Trampolining: The Fitness Trend You Need to Try!

Looking for a way to combine fun with fitness? Try a trip down memory lane at one of the many trampolining centres popping up around Australia and get your bounce on.

If you’re one of the many that prefers your exercise to present itself as a fun activity (i.e.: gyms and serious running programs make you break out into a sweat – and not in a good way), then trampolining could be your next big thing. 

And if you like your sports fun but want maximum bang for your buck, you’ll be pleased to know NASA conducted some pretty comprehensive research on the benefits of trampolining while trying to find an effective way to help astronauts recover and regain bone and muscle mass after being in space.

They found 10 minutes bouncing on a trampoline is a better cardiovascular workout than 33 minutes of running! 

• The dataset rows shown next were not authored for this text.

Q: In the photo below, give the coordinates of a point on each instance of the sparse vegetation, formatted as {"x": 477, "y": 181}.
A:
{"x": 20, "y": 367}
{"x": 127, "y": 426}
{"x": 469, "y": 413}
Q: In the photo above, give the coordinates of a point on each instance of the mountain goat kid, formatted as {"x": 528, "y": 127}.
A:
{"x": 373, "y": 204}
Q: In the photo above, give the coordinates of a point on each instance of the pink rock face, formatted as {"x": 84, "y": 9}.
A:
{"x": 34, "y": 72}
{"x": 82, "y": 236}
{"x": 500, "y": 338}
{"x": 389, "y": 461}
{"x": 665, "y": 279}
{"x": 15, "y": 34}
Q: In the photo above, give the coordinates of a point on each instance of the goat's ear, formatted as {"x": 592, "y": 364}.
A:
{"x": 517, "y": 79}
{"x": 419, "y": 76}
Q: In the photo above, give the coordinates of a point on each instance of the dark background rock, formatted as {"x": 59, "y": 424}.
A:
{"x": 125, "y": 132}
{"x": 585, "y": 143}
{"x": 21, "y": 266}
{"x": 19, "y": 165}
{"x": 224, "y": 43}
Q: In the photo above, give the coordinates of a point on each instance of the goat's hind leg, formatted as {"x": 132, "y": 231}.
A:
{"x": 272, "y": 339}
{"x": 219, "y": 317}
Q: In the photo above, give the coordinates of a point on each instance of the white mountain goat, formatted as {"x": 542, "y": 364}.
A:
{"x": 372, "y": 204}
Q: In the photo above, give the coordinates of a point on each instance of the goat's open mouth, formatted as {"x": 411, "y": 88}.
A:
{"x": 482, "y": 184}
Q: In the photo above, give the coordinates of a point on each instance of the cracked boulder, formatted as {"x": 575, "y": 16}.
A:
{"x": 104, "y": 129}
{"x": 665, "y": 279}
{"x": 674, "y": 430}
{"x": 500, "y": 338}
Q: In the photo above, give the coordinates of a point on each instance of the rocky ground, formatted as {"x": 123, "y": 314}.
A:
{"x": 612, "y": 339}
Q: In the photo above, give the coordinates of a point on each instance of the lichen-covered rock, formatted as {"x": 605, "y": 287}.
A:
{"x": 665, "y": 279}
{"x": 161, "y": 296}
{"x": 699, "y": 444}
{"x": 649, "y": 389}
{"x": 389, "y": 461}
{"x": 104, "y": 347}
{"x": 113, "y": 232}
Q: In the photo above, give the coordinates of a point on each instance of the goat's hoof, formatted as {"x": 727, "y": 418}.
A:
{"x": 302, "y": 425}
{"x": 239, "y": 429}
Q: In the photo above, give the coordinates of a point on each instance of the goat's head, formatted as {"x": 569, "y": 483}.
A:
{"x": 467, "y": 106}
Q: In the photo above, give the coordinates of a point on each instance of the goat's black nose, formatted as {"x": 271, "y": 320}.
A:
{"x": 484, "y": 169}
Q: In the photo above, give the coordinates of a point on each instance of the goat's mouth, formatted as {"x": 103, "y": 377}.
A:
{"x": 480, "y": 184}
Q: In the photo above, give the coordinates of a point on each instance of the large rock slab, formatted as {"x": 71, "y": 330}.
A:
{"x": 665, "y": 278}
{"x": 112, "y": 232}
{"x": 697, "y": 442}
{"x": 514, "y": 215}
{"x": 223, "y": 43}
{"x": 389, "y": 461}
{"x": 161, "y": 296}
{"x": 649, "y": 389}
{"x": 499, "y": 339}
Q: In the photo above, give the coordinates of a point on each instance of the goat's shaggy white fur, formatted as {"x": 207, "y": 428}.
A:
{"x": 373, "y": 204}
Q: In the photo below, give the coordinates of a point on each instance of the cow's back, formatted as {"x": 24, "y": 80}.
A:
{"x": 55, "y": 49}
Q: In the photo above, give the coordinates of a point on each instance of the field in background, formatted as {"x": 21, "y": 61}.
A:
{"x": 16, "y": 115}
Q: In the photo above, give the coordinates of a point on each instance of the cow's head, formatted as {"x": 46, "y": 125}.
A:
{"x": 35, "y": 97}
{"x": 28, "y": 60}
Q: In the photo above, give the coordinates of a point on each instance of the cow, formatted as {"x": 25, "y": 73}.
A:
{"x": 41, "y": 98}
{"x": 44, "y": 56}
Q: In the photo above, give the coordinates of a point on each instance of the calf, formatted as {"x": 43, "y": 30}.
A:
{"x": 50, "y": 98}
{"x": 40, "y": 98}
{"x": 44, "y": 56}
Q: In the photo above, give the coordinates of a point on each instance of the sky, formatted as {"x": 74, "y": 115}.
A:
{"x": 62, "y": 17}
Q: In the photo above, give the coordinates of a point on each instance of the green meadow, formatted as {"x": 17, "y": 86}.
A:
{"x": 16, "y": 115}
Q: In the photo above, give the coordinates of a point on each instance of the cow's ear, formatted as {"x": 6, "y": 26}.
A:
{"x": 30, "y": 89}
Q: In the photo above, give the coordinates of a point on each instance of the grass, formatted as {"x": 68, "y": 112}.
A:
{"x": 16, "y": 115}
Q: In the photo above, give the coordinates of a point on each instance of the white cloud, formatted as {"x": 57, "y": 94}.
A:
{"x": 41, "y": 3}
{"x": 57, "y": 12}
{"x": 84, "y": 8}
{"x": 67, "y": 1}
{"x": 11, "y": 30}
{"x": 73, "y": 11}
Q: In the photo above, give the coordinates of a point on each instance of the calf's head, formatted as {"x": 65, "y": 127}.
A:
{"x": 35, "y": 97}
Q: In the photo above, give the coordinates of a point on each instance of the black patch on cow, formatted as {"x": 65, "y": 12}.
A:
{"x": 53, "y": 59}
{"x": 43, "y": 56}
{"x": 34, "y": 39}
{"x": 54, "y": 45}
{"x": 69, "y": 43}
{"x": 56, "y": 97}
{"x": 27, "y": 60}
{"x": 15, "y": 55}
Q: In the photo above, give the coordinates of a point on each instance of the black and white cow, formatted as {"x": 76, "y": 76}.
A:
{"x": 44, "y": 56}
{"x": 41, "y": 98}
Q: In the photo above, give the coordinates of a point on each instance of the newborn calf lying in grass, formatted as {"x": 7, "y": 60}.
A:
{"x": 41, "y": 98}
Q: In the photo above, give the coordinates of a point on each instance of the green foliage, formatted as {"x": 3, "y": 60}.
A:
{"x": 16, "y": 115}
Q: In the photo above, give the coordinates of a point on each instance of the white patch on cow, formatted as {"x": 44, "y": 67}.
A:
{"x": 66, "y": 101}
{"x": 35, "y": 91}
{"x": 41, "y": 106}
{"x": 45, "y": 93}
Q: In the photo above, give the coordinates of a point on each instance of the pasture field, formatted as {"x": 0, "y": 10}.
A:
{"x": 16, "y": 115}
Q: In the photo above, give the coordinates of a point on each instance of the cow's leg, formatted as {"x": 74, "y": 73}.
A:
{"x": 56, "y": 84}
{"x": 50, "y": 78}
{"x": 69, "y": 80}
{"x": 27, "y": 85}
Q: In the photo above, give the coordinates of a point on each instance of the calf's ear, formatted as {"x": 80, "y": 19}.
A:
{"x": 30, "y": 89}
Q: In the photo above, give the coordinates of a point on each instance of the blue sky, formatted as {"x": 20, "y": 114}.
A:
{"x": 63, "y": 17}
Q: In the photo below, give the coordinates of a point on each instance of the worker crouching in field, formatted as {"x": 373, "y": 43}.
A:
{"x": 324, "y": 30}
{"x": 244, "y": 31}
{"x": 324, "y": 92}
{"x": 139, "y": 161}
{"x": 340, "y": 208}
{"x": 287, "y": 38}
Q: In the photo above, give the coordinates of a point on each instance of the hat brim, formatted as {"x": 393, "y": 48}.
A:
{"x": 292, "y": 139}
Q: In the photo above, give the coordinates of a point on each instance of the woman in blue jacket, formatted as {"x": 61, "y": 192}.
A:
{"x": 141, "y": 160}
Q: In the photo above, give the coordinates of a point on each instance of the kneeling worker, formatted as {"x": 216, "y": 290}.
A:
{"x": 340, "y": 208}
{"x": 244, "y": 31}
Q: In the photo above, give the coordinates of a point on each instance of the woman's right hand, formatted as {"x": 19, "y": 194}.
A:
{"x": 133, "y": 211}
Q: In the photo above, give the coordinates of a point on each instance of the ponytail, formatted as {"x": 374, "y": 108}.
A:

Here a few more facts to get you…jumping for joy from the good folk at Bounce Inc:

• Bouncing on a trampoline stimulates the flow of oxygen in a way that helps rid the body of toxins and waste.
• Muscle tone and suppleness is improved and your body fat percentage is reduced by trampolining, and regular trampolining improves posture and general muscle health. John Beer, Olympic coach to the British trampolining team, says core-stability muscles are almost constantly engaged to keep you stable and balanced, meaning a tauter, stronger stomach and lower back.
• Although trampolining provides an intense workout for the muscles and bones, the mat or pad absorbs 80 per cent of the shock from the rebound – this means an all over workout with significantly less impact on joints than sports like tennis or jogging offer.
• Bouncing on a trampoline regularly can up your metabolic rate, meaning you burn calories more efficiently.
• The increased G-force from trampolining makes cells stronger and boosts your immune system as a result – which can help those that suffer from hay fever or find themselves picking up every cold and flu doing the rounds.
• Trampolining can help reduce the risk of bone conditions such as brittle bone disease, fractures and osteoporosis by placing repeated slight stress on the musculoskeletal system, which encourages your bones to become stronger to cope with the pressure of rebound.
• Trampolining can help combat depression, anxiety and stress by increasing the amount of endorphins released by the brain.
• Bouncing on a trampoline increases awareness of your body and a sense of balance and coordination. You learn to control the coordination of the arms and legs while bouncing and to adjust the position of your body accordingly.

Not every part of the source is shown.